Hatay bölgesindeki Suriyeli “mülteci” kamplarında neler olduğu hepimiz için bir sır, Şam’da gezdiği bir cezaevinde “muhalif güçlerin” tutuklu askerleriyle konuşan Robert Fisk, Independent gazetesine yazdığı haberde, Cezayir asıllı bir Fransız tutuklunun Hatay’daki kampa geldiğini, orada görüştüğü bir “şeyhin” etkisiyle Suriye’ye geçtiğini anlattığını söylüyor.

Mülteci kampları Suriye’ye militan gönderme merkezleri mi?

O şeyh kim?

Eğer Türkiye Suriye’ye silahlı muhalifler gönderirse, karşılığında Suriye’nin ve onun müttefiki İran’ın neler yapacağını düşünüyoruz?

Türkiye’nin Suriye’de bizzat çatışmalarda taraf olmasıyla, PKK’nın birden güçlenmesi arasında bir bağ var mı?

Suriye diktatörü Esed’e karşı olmak, onun halkına zulmetmesine karşı çıkmak adil ve hakkaniyetli bir davranış ama bu haklı tavrı Suriye’ye silahlı askerler gönderip savaşa taraf olmaya kadar uzatma hakkını hükümete kim verdi?

Meclis’ten habersiz ülke topraklarında yabancı silahlı gruplar barındırmak, onların sınırdan geçmesine göz yummak, hatta desteklemek yasalara uygun mu?

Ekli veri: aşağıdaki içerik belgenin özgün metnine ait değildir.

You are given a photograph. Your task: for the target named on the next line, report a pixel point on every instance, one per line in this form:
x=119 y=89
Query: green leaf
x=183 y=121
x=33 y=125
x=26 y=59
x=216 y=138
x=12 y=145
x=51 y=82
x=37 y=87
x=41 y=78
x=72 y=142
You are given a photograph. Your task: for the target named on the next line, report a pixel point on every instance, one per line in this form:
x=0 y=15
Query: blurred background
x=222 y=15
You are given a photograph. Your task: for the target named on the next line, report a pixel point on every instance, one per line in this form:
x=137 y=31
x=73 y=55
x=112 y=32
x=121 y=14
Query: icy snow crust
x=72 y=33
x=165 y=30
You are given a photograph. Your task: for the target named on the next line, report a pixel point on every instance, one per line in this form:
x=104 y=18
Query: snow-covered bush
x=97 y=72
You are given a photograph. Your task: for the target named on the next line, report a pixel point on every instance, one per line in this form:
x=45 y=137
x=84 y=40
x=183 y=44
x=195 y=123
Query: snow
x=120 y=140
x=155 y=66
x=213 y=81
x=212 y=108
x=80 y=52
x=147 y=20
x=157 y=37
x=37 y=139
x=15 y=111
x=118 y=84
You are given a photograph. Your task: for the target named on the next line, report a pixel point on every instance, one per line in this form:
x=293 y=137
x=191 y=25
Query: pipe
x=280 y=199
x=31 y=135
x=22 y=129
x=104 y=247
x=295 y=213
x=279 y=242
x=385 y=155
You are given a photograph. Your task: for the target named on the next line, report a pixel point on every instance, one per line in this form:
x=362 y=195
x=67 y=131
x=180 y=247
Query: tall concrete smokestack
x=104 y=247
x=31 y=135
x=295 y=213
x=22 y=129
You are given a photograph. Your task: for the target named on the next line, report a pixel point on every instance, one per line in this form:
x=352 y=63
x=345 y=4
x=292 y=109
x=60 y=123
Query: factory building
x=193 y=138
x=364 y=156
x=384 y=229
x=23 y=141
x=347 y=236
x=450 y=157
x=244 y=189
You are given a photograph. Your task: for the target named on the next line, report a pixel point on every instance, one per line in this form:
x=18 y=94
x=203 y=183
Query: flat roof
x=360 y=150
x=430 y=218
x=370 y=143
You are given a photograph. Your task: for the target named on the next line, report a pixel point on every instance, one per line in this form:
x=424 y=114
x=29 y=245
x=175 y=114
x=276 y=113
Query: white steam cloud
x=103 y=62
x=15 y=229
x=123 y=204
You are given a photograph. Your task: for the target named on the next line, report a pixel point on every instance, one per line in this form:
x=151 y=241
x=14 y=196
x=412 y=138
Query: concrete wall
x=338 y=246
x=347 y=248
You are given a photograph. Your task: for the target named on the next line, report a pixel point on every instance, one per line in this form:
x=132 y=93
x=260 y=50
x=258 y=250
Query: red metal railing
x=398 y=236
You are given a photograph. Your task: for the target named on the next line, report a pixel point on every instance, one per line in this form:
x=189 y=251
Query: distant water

Yasalara uygun değilse, iktidarın yasaları çiğnemesini kim sorgulayacak?

İktidarın Suriye politikasıyla PKK’nın güçlenmesi arasında bir bağ varsa, daha kaç askeri ölüme teslim edeceğiz, iktidar bu askerlerin ölmesini önlemek için ne yapacak?

PKK’nın saldırıları hakkında istihbarat yok mu, istihbarat varsa gerekli önlemler alınmıyor mu, alınmıyorsa, bu önlemleri almayanlar kimler?

Böylesine çok soruyla ve ölümle dolu bir durumu medya hangi hakla halkından saklayabilir?

Bu sessizlik, iktidarı böylesine başıboş bırakmak daha fazla askerin ölmesine yol açmaz mı?

İktidarı eleştirmeyelim diye çocukları ölüme mi bırakalım?

Gene ölüm sarmalına düştü Türkiye.

Üstelik bu ölümleri medyanın insafsız sessizliği ve ağır bir ümitsizlikle yaşıyor bu toplum.